フェンディ(FENDI)の2025-26年秋冬コレクションが、イタリア・ミラノにて発表された。
創業100周年を迎えるアニバーサリーイヤーに開催された2025-26年秋冬コレクション。シルヴィア・フェンディが手掛けた今季は、100年という歴史はもちろん、彼女のフェンディにまつわる記憶を反映させたコレクションとなった。
1967年、カール・ラガーフェルドがデザインした乗馬用アンサンブルを着用し、当時7歳のシルヴィアがランウェイを歩いたことがある。その記憶を示すように、当時の衣装のレプリカを纏った双子の孫たちが、1960年代と1970年代のアトリエを再現した空間の木製の扉を開き、ショーの幕が開けた。
ファーストルックは、リアルファーを貫き続けるフェンディならではのファーコート。襟は高くスタンドカラー風に、ウエストは細身のゴールドのベルトでマークした、まるでドレスのように女性らしいシルエットだ。
ファーアイテムはその後も随所で登場し、いつの時代もファーで人々を魅了してきた歴史を主張。フォックス、ミンク、セーブルを模したシアリングをパッチワークで配したロングコート、シェブロン柄のショートジャケット、贅沢に首元を包み込む大判のスカーフなど、圧巻のバリエーションが披露された。
着実に歩みを進め、時を重ねてきたフェンディの歴史とこれからの未来を象徴するかのように、砂時計を彷彿とさせるシルエットが採用されている。サテンで切り替えたバルザスカートや、ウエストマークしたペプラムジャケットなどに、くびれたフォルムが見て取れる。ジャケットやトップスなどの袖は砂時計の丸い部分をモチーフとしており、ふっくらと丸みを帯びている。
ウィメンズのドレスやスカートは、フレアやAラインのシルエット、クリスタルの刺繍、ランジェリーライクな仕立てなど、フェミニンな印象を与えるデザインが主だ。メンズは、ゆったりと余裕のある佇まいを演出するボリューミーなコートや、どこか抜け感あるクリーンなテーラードなど、クラシカルなムードに染めた。
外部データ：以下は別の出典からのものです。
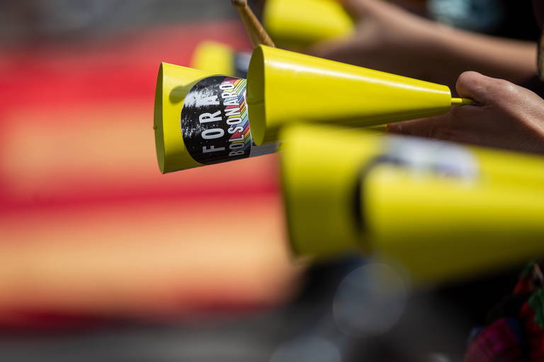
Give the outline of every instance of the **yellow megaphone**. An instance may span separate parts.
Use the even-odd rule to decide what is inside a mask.
[[[263,23],[277,44],[305,47],[353,31],[353,22],[334,0],[267,0]]]
[[[246,80],[161,64],[153,129],[163,173],[274,152],[253,142]]]
[[[281,136],[298,255],[378,253],[421,283],[544,255],[542,157],[332,126]]]
[[[446,86],[261,45],[249,63],[247,103],[255,142],[295,122],[368,127],[446,113]]]

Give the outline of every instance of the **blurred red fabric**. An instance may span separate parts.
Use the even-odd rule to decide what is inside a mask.
[[[249,48],[225,21],[0,53],[0,327],[292,293],[273,156],[166,175],[157,165],[159,64],[187,66],[207,40]]]

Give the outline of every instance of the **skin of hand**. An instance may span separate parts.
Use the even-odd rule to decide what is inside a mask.
[[[535,43],[454,29],[384,1],[340,2],[355,33],[317,44],[309,54],[450,86],[468,69],[514,83],[536,71]]]
[[[443,115],[390,124],[387,131],[544,154],[544,100],[528,89],[475,71],[462,74],[457,91],[475,103]]]

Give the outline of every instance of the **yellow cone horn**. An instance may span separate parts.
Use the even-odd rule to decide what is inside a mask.
[[[332,126],[281,136],[298,255],[378,253],[422,283],[544,255],[544,158]]]
[[[299,47],[344,37],[354,28],[351,18],[334,0],[267,0],[263,22],[276,43]]]
[[[163,173],[274,152],[254,144],[246,80],[162,63],[153,129]]]
[[[262,144],[298,121],[384,124],[446,113],[452,98],[446,86],[260,46],[249,64],[247,102]]]

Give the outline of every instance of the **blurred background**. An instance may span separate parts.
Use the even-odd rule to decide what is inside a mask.
[[[159,64],[206,40],[251,49],[227,0],[0,4],[0,360],[460,360],[515,274],[305,267],[273,155],[160,174]]]

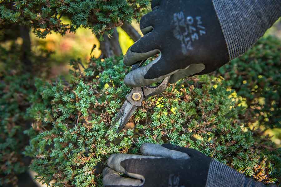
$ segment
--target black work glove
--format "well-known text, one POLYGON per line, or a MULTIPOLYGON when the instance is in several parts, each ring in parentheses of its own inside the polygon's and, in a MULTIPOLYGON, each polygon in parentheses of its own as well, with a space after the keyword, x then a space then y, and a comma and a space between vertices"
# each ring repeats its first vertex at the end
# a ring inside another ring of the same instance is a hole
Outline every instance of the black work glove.
POLYGON ((143 155, 117 154, 104 170, 104 187, 232 187, 263 186, 194 149, 145 143, 143 155), (131 178, 122 177, 119 173, 131 178))
POLYGON ((171 75, 173 83, 187 76, 211 72, 229 61, 212 0, 152 0, 151 6, 152 11, 140 23, 144 35, 128 49, 124 63, 131 66, 161 54, 129 73, 125 84, 149 85, 171 75))

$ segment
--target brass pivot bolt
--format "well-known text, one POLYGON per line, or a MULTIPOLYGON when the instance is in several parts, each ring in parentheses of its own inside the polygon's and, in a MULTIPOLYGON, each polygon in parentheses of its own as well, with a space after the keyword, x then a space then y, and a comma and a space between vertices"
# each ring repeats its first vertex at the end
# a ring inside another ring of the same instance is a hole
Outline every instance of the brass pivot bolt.
POLYGON ((137 101, 140 99, 141 96, 139 93, 134 93, 133 94, 133 96, 132 97, 133 98, 133 99, 134 100, 134 101, 137 101))

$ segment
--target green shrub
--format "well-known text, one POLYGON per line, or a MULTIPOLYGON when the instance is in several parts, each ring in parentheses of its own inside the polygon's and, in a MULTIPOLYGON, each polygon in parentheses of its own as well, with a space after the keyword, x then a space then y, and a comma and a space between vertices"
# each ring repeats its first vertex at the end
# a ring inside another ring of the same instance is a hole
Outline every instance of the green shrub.
POLYGON ((22 131, 29 128, 24 117, 34 89, 28 74, 4 75, 0 82, 0 185, 15 185, 16 175, 27 168, 22 152, 28 138, 22 131))
POLYGON ((219 69, 225 86, 247 107, 246 122, 281 128, 281 40, 262 38, 244 55, 219 69), (246 104, 245 105, 245 104, 246 104))
POLYGON ((0 186, 17 186, 17 175, 28 168, 30 159, 22 154, 29 140, 23 131, 30 127, 30 119, 26 115, 28 98, 35 92, 34 76, 47 76, 50 62, 46 51, 32 54, 29 57, 36 65, 31 75, 21 61, 21 46, 15 41, 10 43, 0 46, 0 186))
POLYGON ((38 80, 28 115, 34 122, 26 155, 43 183, 52 186, 102 186, 99 163, 117 153, 137 154, 145 142, 195 149, 265 183, 277 182, 281 150, 262 132, 245 127, 231 91, 205 75, 170 85, 143 101, 130 119, 133 129, 104 136, 129 88, 122 58, 92 59, 80 71, 72 63, 71 78, 38 80))
POLYGON ((0 25, 26 25, 43 38, 52 31, 74 32, 81 26, 101 37, 124 21, 139 19, 150 4, 149 0, 0 0, 0 25), (62 17, 69 18, 70 23, 64 23, 62 17))

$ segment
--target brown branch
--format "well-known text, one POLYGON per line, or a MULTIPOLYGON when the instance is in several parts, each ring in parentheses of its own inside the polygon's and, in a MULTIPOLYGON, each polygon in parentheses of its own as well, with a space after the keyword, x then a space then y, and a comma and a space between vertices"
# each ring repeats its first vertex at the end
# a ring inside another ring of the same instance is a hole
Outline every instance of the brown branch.
POLYGON ((109 40, 111 47, 113 50, 114 54, 120 56, 122 54, 122 50, 119 43, 119 35, 116 28, 114 29, 112 35, 113 37, 109 40))
MULTIPOLYGON (((119 43, 119 37, 116 28, 114 29, 112 37, 109 38, 108 36, 104 34, 104 40, 100 41, 100 49, 101 50, 100 58, 104 58, 114 56, 119 56, 122 54, 122 51, 119 43)), ((97 36, 99 38, 99 36, 97 36)))
POLYGON ((141 37, 135 28, 128 22, 125 22, 123 25, 121 26, 121 28, 127 33, 128 35, 135 42, 138 41, 141 37))
POLYGON ((21 60, 22 63, 23 64, 24 68, 31 72, 32 70, 32 63, 30 59, 31 53, 31 44, 30 37, 29 36, 30 30, 29 28, 26 26, 20 26, 21 37, 22 39, 21 60))
MULTIPOLYGON (((101 50, 101 54, 100 58, 105 58, 113 56, 114 53, 111 49, 110 42, 108 36, 105 34, 104 34, 103 36, 104 40, 100 41, 100 49, 101 50)), ((99 36, 97 36, 97 37, 100 38, 99 36)))

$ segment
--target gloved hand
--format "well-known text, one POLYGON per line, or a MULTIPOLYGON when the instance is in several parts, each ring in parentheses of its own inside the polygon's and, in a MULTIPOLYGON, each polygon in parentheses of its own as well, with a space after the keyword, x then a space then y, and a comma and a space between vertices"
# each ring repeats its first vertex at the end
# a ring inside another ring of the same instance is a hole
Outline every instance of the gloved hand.
POLYGON ((125 84, 149 85, 170 75, 173 83, 187 76, 211 72, 229 61, 212 0, 152 0, 151 6, 152 11, 140 22, 144 36, 128 49, 124 63, 131 66, 160 55, 129 73, 125 84))
POLYGON ((103 172, 104 187, 263 186, 194 149, 145 143, 140 151, 145 156, 111 155, 103 172))

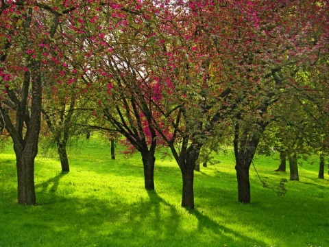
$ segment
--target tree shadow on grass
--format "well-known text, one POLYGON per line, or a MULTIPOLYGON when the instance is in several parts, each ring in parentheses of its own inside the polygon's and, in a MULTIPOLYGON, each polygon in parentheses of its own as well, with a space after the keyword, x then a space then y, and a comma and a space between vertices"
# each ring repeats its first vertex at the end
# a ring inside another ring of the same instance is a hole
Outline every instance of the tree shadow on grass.
POLYGON ((67 172, 61 172, 53 178, 36 185, 36 189, 41 189, 41 191, 38 191, 37 193, 47 193, 49 192, 56 192, 60 185, 60 179, 67 174, 67 172))
POLYGON ((188 212, 197 219, 197 231, 212 233, 217 237, 217 243, 220 244, 220 246, 225 246, 228 242, 232 242, 232 239, 236 244, 234 246, 252 246, 256 242, 261 246, 267 246, 267 244, 265 242, 242 235, 236 231, 219 224, 208 216, 203 214, 198 209, 188 210, 188 212))

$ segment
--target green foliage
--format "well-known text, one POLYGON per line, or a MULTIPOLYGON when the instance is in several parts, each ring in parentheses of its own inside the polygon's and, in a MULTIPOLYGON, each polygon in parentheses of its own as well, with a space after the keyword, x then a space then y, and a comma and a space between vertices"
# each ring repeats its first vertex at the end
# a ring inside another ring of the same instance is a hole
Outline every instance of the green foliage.
MULTIPOLYGON (((119 148, 119 147, 118 147, 119 148)), ((118 154, 119 152, 117 152, 118 154)), ((300 167, 300 182, 285 184, 286 196, 264 189, 250 171, 253 200, 236 202, 232 150, 215 154, 220 163, 195 173, 197 210, 180 206, 180 172, 157 154, 156 191, 144 189, 137 154, 110 159, 107 141, 80 140, 71 153, 71 171, 60 173, 56 154, 36 162, 38 205, 16 202, 15 157, 0 154, 0 246, 326 246, 328 180, 317 166, 300 167)), ((288 174, 273 172, 278 161, 255 157, 259 176, 275 186, 288 174)))

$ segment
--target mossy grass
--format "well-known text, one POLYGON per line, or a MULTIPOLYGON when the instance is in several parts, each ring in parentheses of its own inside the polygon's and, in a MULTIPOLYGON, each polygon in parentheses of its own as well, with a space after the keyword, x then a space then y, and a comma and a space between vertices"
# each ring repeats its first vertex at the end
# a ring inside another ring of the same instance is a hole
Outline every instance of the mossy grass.
MULTIPOLYGON (((110 159, 97 136, 69 151, 71 172, 60 172, 56 154, 38 154, 38 205, 16 202, 15 157, 0 153, 0 246, 329 246, 329 183, 317 178, 317 163, 300 166, 300 181, 289 181, 285 196, 263 187, 252 167, 252 203, 236 202, 233 154, 195 172, 195 210, 180 207, 178 166, 157 154, 156 191, 144 189, 138 154, 110 159)), ((258 156, 262 179, 276 187, 289 172, 258 156)))

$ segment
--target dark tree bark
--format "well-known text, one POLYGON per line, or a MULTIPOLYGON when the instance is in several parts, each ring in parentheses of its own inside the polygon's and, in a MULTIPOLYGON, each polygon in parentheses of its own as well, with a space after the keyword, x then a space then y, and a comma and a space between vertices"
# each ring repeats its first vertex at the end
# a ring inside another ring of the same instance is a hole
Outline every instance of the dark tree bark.
POLYGON ((289 168, 290 168, 290 180, 300 180, 300 176, 298 175, 298 164, 297 163, 297 154, 293 154, 289 156, 289 168))
POLYGON ((320 164, 319 166, 319 178, 324 179, 324 155, 320 154, 320 164))
POLYGON ((111 159, 115 160, 115 143, 114 139, 111 139, 110 140, 111 143, 111 159))
POLYGON ((287 169, 287 152, 280 150, 280 165, 276 172, 286 172, 287 169))
POLYGON ((188 138, 184 137, 180 154, 172 143, 169 143, 169 148, 182 172, 182 207, 194 209, 194 171, 202 145, 192 143, 188 145, 188 138))
POLYGON ((241 203, 250 203, 249 167, 241 163, 237 163, 235 166, 238 180, 238 201, 241 203))
POLYGON ((258 128, 258 132, 250 134, 248 126, 241 130, 239 123, 234 128, 234 139, 233 145, 235 156, 235 170, 238 182, 238 202, 250 203, 250 181, 249 180, 249 169, 255 155, 259 143, 260 135, 263 133, 268 122, 260 122, 255 125, 258 128))
POLYGON ((144 183, 145 189, 154 190, 154 164, 156 157, 154 153, 149 150, 141 152, 144 167, 144 183))
POLYGON ((182 194, 182 207, 194 209, 194 172, 187 169, 182 172, 183 189, 182 194))
POLYGON ((60 156, 60 165, 62 167, 62 172, 70 172, 70 166, 69 165, 69 158, 67 158, 66 143, 57 142, 57 150, 60 156))
POLYGON ((194 170, 195 172, 200 172, 200 163, 199 162, 197 162, 195 163, 195 167, 194 167, 194 170))

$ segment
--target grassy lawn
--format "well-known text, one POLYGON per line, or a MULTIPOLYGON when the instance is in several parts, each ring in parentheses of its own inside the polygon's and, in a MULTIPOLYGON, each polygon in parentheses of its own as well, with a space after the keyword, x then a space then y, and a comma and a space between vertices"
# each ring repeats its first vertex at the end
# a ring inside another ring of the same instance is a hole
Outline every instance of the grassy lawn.
MULTIPOLYGON (((329 183, 317 178, 317 161, 299 167, 300 181, 289 181, 284 197, 263 188, 252 169, 252 204, 241 204, 229 151, 195 172, 196 209, 188 211, 169 158, 158 154, 149 192, 139 154, 112 161, 97 137, 69 153, 66 174, 56 153, 38 155, 36 207, 17 204, 14 155, 10 148, 0 153, 0 246, 329 246, 329 183)), ((289 179, 273 172, 272 157, 254 163, 270 186, 289 179)))

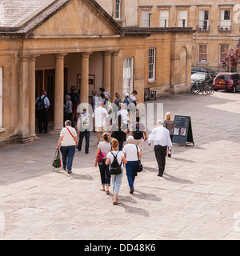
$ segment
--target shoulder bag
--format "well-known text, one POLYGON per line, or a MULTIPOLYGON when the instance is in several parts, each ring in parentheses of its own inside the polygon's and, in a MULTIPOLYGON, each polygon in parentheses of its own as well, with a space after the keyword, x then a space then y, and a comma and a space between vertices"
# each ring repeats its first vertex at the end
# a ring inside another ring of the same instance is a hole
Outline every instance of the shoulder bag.
POLYGON ((138 149, 137 145, 136 145, 136 148, 137 148, 137 153, 138 153, 138 158, 136 170, 137 170, 137 173, 140 173, 143 170, 143 166, 142 166, 142 164, 141 163, 141 160, 139 159, 139 154, 138 154, 138 149))

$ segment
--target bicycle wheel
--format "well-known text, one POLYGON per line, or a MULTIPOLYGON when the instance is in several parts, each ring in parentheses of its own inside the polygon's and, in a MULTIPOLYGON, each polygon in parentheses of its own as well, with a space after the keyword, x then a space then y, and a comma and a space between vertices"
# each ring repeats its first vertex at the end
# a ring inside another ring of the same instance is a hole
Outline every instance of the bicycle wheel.
POLYGON ((199 93, 200 93, 199 86, 196 83, 193 84, 191 88, 190 88, 190 94, 198 94, 199 93))
POLYGON ((202 85, 202 95, 207 95, 209 94, 209 86, 207 83, 205 83, 202 85))
POLYGON ((209 93, 208 93, 208 94, 209 94, 209 95, 212 95, 212 94, 214 93, 214 87, 213 87, 212 86, 208 86, 208 87, 209 87, 209 93))

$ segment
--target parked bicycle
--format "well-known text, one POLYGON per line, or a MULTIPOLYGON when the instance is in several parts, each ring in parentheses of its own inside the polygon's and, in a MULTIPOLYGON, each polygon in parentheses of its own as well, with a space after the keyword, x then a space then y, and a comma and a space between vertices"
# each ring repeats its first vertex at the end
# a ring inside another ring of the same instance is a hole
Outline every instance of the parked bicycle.
POLYGON ((195 81, 190 88, 190 94, 198 94, 202 92, 202 94, 212 95, 214 92, 213 86, 207 82, 195 81))

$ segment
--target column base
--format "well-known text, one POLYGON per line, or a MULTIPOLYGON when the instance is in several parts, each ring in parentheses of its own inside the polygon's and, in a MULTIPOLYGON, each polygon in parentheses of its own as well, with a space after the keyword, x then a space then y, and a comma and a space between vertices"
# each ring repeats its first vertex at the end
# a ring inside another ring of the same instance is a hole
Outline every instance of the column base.
POLYGON ((31 142, 35 142, 35 141, 39 141, 40 140, 40 138, 38 137, 37 137, 36 134, 30 135, 30 138, 31 142))
POLYGON ((61 130, 62 128, 54 128, 49 133, 53 135, 60 135, 61 130))
POLYGON ((30 136, 26 136, 26 137, 22 137, 22 136, 18 136, 18 142, 20 143, 20 144, 26 144, 26 143, 29 143, 29 142, 31 142, 32 140, 30 138, 30 136))

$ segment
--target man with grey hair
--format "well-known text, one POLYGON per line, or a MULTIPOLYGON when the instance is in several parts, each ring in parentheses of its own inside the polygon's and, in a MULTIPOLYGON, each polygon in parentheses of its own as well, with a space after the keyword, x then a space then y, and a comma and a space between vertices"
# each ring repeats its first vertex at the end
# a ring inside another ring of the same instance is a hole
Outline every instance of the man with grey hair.
POLYGON ((173 144, 169 130, 162 126, 162 122, 161 120, 158 120, 157 127, 153 130, 149 137, 149 146, 150 146, 152 142, 154 143, 155 157, 158 165, 158 176, 162 177, 166 165, 166 149, 167 147, 171 149, 173 144))
POLYGON ((65 97, 66 103, 64 106, 64 122, 70 120, 72 122, 73 126, 73 102, 70 95, 65 97))
POLYGON ((39 133, 42 133, 43 124, 43 131, 46 134, 48 128, 47 111, 50 107, 50 101, 46 97, 46 90, 42 90, 42 95, 36 98, 35 104, 39 133))

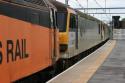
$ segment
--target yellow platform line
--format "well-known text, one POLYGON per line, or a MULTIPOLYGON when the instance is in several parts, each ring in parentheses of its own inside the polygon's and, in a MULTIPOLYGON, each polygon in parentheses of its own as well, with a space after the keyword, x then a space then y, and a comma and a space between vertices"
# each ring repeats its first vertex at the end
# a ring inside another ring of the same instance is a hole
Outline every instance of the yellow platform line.
POLYGON ((101 64, 105 61, 108 55, 111 53, 112 49, 116 44, 115 40, 110 40, 110 43, 106 48, 98 53, 98 57, 95 61, 89 63, 89 66, 84 70, 83 74, 79 76, 79 79, 75 80, 72 83, 87 83, 89 79, 94 75, 97 69, 101 66, 101 64))

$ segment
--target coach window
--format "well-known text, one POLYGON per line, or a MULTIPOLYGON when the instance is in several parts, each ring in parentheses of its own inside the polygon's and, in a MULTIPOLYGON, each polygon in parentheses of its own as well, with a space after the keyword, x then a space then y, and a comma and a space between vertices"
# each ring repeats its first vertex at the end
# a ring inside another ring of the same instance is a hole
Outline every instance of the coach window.
POLYGON ((76 30, 76 26, 77 26, 77 22, 76 22, 76 15, 75 14, 71 14, 70 15, 70 25, 69 25, 69 30, 70 31, 75 31, 76 30))

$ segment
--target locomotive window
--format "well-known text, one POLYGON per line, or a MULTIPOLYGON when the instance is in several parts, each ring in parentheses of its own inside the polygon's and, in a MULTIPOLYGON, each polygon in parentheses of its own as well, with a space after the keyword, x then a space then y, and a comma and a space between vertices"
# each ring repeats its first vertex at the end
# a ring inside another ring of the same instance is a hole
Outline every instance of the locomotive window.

その中で、前述したファーやシアリングをはじめ、カシミヤ、ウール、タフタなど、用いられた素材は様々。サテンの裏地を切り離し重ねることでラペルにしたジャケット、大胆にプリーツを施したシャツワンピース、柔らかくしなやかなラムレザーのトレンチコートなど、それぞれの素材を活かすフェンディの卓越したテーラリングの技術が遺憾なく発揮されている。
アクセサリーでは、シアリングインターシャやスパンコールなどでアレンジした「ピーカブー(Peekaboo)」と「バゲット(Baguette)」の新作バッグに加え、「フェンディ ジャーノ(FENDI Giano)」がデビュー。ひねってカチッと開閉する月形のバッグとなっており、両面の月が折り重なるフォルムが特徴的だ。このほかにも新作ホーボーバッグやダッフルなど、100年の歴史をさらに塗り重ねていくように、新作が多数登場する。